Creating a meta-model for analysis of an existing model with a completed design of experiments can be done using the create_metamodel_from_design
method. To create a meta-model on a more limited scope, we can use the include_measures
argument to list out a subset of measures that will be included in this metamodel.
[14]:
mm = g.create_metamodel_from_design(
'lhs',
include_measures=[
'Region-wide VMT',
'AM Trip Time (minutes)',
'Downtown to Airport Travel Time',
'Total Transit Boardings',
'Peak Transit Share',
'Peak NonMotorized Share',
'Kensington Daily VMT',
'Corridor 190 Daily VMT',
'Corridor 33_west Daily VMT',
'Corridor I90_south Daily VMT',
],
suppress_converge_warnings=True,
)
mm
[14]:
<emat.PythonCoreModel "MetaModel1", metamodel_id=1 with 4 uncertainties, 2 levers, 9 measures>
You might notice that the class of the meta-model is no longer a GBNRTCModel
but instead now it is a PythonCoreModel
. This is because at its heart, the meta-model is a Python function that wraps the gaussian process regression that has been fit to the available experimental data.

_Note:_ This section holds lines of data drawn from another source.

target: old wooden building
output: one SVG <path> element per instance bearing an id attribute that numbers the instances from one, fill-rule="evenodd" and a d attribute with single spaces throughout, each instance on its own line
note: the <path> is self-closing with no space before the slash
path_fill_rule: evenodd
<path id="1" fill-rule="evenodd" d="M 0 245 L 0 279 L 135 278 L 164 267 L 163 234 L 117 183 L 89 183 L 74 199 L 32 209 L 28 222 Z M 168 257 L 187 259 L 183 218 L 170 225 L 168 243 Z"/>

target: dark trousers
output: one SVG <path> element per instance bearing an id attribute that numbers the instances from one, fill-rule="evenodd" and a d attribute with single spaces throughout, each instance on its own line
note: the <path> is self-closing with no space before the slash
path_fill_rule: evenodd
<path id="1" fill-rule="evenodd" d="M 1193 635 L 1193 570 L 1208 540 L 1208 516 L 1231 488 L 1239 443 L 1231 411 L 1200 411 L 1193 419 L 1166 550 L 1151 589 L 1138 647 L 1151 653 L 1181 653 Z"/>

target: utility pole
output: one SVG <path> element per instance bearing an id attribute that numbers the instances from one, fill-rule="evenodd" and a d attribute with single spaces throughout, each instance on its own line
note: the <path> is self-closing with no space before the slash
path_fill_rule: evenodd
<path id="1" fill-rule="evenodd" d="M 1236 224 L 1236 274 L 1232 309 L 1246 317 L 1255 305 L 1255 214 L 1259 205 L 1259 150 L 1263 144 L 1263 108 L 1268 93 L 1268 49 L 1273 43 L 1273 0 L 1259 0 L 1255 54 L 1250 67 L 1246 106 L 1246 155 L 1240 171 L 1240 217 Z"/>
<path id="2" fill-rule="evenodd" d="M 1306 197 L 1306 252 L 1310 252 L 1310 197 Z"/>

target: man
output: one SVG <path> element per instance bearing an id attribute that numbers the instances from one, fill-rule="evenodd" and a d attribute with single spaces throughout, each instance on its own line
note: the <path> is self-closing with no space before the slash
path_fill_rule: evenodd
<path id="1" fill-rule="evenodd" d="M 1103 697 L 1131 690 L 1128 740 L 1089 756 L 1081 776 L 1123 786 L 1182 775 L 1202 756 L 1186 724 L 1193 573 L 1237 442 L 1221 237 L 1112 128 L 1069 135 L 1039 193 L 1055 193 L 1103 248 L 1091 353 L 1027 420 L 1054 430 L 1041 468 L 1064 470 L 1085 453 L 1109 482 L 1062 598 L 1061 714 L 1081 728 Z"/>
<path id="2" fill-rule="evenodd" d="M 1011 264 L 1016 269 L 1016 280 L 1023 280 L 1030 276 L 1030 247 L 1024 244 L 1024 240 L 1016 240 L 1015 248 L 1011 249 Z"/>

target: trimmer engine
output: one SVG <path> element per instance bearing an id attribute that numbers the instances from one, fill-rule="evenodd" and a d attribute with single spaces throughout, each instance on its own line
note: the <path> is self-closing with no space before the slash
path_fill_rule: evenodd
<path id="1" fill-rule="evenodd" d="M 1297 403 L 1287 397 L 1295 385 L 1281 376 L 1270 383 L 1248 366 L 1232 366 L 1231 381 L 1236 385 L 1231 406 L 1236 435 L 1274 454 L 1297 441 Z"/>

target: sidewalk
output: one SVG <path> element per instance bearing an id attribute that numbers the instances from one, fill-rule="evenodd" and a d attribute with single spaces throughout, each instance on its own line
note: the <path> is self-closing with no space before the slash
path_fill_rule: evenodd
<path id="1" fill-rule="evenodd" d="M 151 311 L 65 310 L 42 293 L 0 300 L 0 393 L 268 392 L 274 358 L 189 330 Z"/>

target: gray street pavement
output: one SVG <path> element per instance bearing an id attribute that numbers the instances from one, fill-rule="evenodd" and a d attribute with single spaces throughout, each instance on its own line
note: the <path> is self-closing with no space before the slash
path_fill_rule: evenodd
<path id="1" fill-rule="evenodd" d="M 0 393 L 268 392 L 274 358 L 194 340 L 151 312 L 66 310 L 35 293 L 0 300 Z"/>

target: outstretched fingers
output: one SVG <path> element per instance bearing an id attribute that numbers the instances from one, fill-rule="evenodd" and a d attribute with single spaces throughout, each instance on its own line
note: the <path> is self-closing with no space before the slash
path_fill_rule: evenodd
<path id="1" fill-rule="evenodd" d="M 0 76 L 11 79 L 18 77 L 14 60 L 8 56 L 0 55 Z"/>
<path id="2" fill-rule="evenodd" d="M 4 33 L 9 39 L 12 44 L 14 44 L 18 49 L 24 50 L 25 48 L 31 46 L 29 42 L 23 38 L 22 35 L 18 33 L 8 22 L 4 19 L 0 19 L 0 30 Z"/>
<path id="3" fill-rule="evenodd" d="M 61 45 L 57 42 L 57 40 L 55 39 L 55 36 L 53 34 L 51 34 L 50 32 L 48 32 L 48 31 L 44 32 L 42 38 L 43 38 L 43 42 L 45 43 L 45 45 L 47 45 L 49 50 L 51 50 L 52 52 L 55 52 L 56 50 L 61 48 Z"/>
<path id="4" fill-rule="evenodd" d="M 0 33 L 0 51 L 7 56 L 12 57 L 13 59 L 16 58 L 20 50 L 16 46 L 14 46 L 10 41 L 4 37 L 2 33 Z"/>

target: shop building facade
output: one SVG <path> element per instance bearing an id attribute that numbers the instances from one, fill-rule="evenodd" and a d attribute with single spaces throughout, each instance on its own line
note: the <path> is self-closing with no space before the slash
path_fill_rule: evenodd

Also, although the scope still has 46 measures, only 10 are active in the actual meta-model:
[15]:
mm.function
[15]:
<emat.MetaModel 6 inputs -> 9 active and 46 total outputs>
[16]:
callable(mm.function)
[16]:
True
To access this regression directly, we can use the regression
attribute
of the MetaModel
.
[17]:
mm.function.regression
[17]:
BoostedRegressor(estimators=[('lr', LinearRegression()),
('gpr',
MultiOutputRegressor(estimator=AnisotropicGaussianProcessRegressor()))])
[18]:
mm.function.regression.lr.r2
[18]:
Region-wide VMT 0.996544
AM Trip Time (minutes) 0.975504
Total Transit Boardings 0.979225
Downtown to Airport Travel Time 0.958725
Corridor 190 Daily VMT 0.987302
Corridor 33_west Daily VMT 0.985156
Corridor I90_south Daily VMT 0.990920
Peak Transit Share 0.968484
Peak NonMotorized Share 0.972930
dtype: float64
[19]:
mm.function.regression.lr.coefficients_summary()
[19]:
Coefficient | StdError | t-Statistic | p | ||
---|---|---|---|---|---|
Region-wide VMT | Land Use - CBD Focus | 0.716566 | 0.005804 | 123.451376 | 0.000000e+00 |
Freeway Capacity | 0.016095 | 0.002926 | 5.500103 | 1.064930e-06 | |
Auto IVTT Sensitivity | -0.087768 | 0.011870 | -7.394311 | 9.431564e-10 | |
Shared Mobility | 0.056346 | 0.003111 | 18.112700 | 0.000000e+00 | |
Kensington Decommissioning | -0.002179 | 0.001219 | -1.786796 | 7.958416e-02 | |
... | ... | ... | ... | ... | ... |
Peak NonMotorized Share | Auto IVTT Sensitivity | 0.004077 | 0.002633 | 1.548439 | 1.273580e-01 |
Shared Mobility | -0.022950 | 0.000690 | -33.259215 | 0.000000e+00 | |
Kensington Decommissioning | -0.000207 | 0.000270 | -0.764370 | 4.479741e-01 | |
LRT Extension | 0.000080 | 0.000267 | 0.298330 | 7.665962e-01 | |
_Intercept_ | 0.038900 | 0.002846 | 13.666207 | 0.000000e+00 |
63 rows × 4 columns
We can also generate cross-validation scores for the MetaModel
to verify that the
meta-model is performing well.
[20]:
mm.function.cross_val_scores()
[20]:
Cross Validation Score | |
---|---|
Region-wide VMT | 0.9969 |
AM Trip Time (minutes) | 0.9796 |
Total Transit Boardings | 0.9949 |
Downtown to Airport Travel Time | 0.9699 |
Corridor 190 Daily VMT | 0.9863 |
Corridor 33_west Daily VMT | 0.9856 |
Corridor I90_south Daily VMT | 0.9914 |
Peak Transit Share | 0.9905 |
Peak NonMotorized Share | 0.9930 |
To use the metamodel for exploratory analysis, we can design and run a large number of experiments.
[21]:
design = mm.design_experiments(n_samples=10000, sampler='lhs')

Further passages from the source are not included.